Torvis looked away, ashamed, but I caught his stare. “Like you and Ellie were willing to ignore it?”

He huddled further into himself. Elodie twisted beneath my arm to look at me. “That was different! We wanted to, Veille, we really did!! But as Torvis said, it was just… too painful. And there was nothing any of us could do to stop it. So we said nothing; that alone was torture enough!”

“That’s just my point” I pleaded with them, squeezing Ellie’s shoulder gently to show her I was sorry. “Maiden Threwon has been doing the same thing, and she’s been doing it for years. What do you say to a child whom you know is destined for a living hell? What do you say when you have no choice but to take part in the scheme, and you know there’s nothing you can do to stop it? Silence is the only option.”

“Not the only option” Syrieze muttered. “I’d have taken my own life long before I became a cog in this horror machine, or I’d have died trying to do something about it.”

I took a deep breath. “So would I. We say that now, and not everyone is like you, Syrieze. Threwon was a different person when some of us first came to the Hall. She laughed sometimes. She was kind. I knew something was eating at her these last few years, and now we all know what. The torment has changed her; as surely as any poison, it changed her. She still cares deeply about all of us – I’ve seen it.”

“Enough” said Zaevia, “to want to help us?”

I looked over at Dornell, who was watching me with that bored look of his that meant he was paying close attention. “I’ll find a way to talk to her. It might take a while; but if I approach her carefully, I think she’ll listen to me. No, I’m sure that she will.”

Dornell continued to study me, before the hint of a smile broke through that detached expression. He nodded. “I agree with Veille. It’s our best option right now. Like I said before, we have to start by trusting someone.”

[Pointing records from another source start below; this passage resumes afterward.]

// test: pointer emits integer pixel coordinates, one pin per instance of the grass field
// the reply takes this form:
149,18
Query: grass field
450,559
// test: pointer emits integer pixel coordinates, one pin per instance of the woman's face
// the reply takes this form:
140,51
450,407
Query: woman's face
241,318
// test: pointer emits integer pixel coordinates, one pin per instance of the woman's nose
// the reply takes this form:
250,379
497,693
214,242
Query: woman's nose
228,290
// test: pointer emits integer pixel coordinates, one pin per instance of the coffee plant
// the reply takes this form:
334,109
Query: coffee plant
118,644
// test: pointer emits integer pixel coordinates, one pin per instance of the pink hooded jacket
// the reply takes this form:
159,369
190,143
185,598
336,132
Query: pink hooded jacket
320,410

I smiled in relief that my friend believed me on this. Nobody had yet mentioned the obvious; that if this didn’t work, then our virgin dreams of freedom would die as swiftly and surely as an infection exposed to alcohol.

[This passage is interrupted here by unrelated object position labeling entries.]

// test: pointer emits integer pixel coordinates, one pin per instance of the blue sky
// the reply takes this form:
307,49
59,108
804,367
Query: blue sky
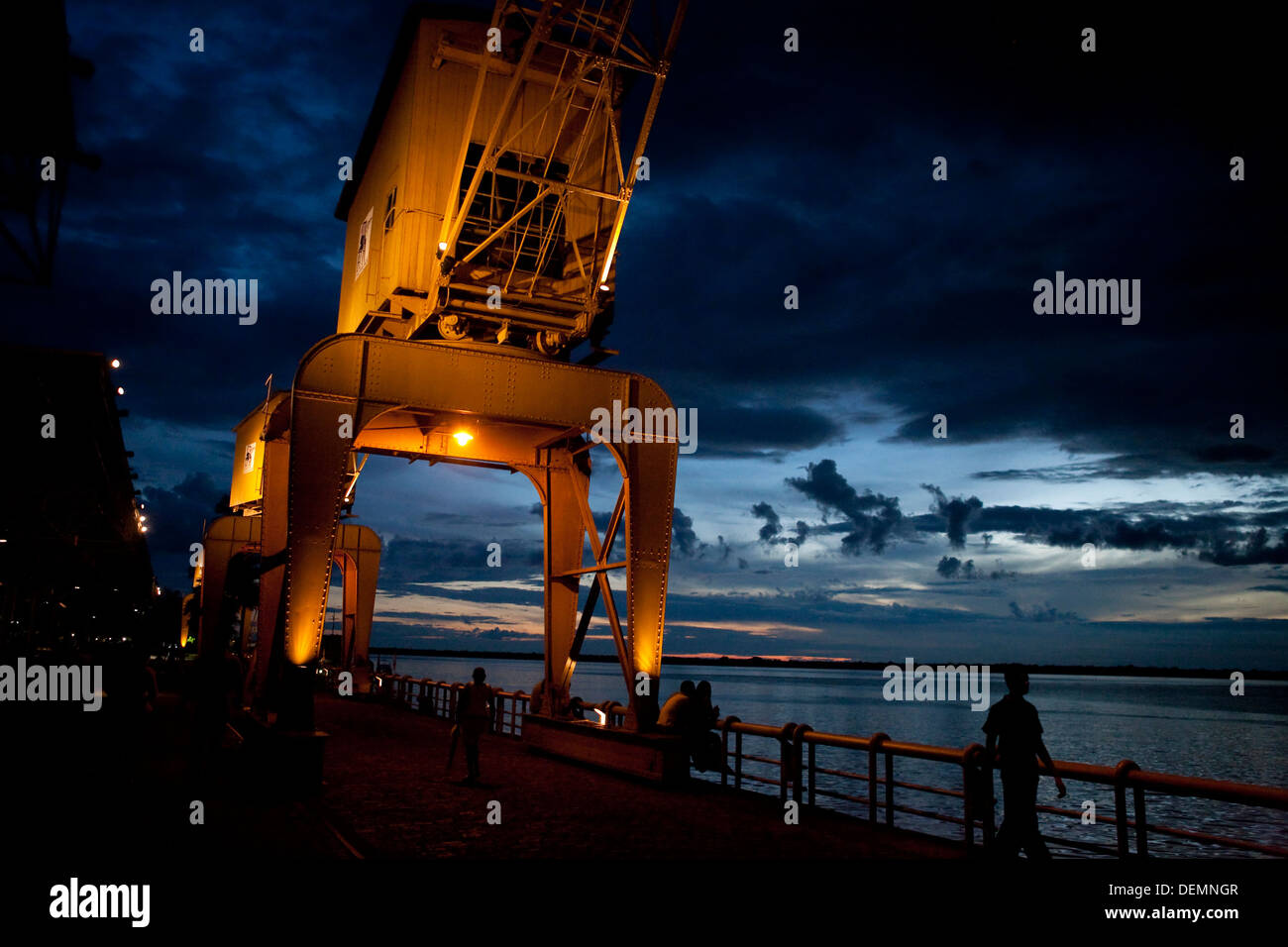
772,169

But it was as he’d said: we needed someone outside of ourselves whom we could take into our confidence, or we wouldn’t know where else to begin. Despite living here my entire life, I didn’t know the first thing about the Estate, really. Nor did any of the others, I was certain.

Elodie frowned. “Then it’s agreed that no one is to speak to anyone else regarding this matter, until Veille is able to win maiden Threwon over to our side. Can we all agree to that?”

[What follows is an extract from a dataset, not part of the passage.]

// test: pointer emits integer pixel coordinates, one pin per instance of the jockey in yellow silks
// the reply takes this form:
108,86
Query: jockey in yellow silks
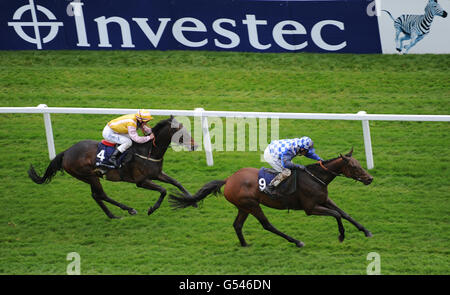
123,131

One by one, the others murmured in favor of my idea. My heart warmed to see that even Mylannes, for all that she’d been betrayed – we all were – nodded her head in agreement after a moment.

I took my arm off of Ellie and returned to my chair. The conversation over, everyone had now begun to pick at their soggy food once again. I no longer had any appetite.

I sighed deeply and closed my eyes. At least we now had a place to start; the knot in my belly had lessened slightly, perhaps sensing the faintest sliver of hope that we might one day be spared of our fates.

She couldn’t find out. She couldn’t simply read our minds and learn what we were plotting, could she? The way that Madam Dro’s gaze now seemed to follow me everywhere I went, despite not even having seen her since the day of our performance, made me fear otherwise; but I resolved not to let fear overrule common sense, or at the very least, hope.

After all, there wasn’t really any sorcery in the world, was there? Madam Dro had her wiles, surely; and it was true that something about her had always struck me as… unnatural. But if magic truly did exist, and the tales once told to me by maiden Severo had been truth all along, or contained some glimpse at it, then what would magic have to do with one frightening, aristocratic woman who ran a glorified brothel for her wealthy friends’ entertainment? That’s right – like everything else here in the Estate, it was all just smoke and mirrors. Nothing that a group of smart young people couldn’t overcome, just like any ordinary prison.

I set that thought in my mind and tried not to think about the layers I’d seen behind the face that claimed to be Madam Dro. And I tried not to think about that strange, ominous presence that I still felt, and had felt ever since I’d performed a dance that made an entire afternoon vanish away in what felt like minutes.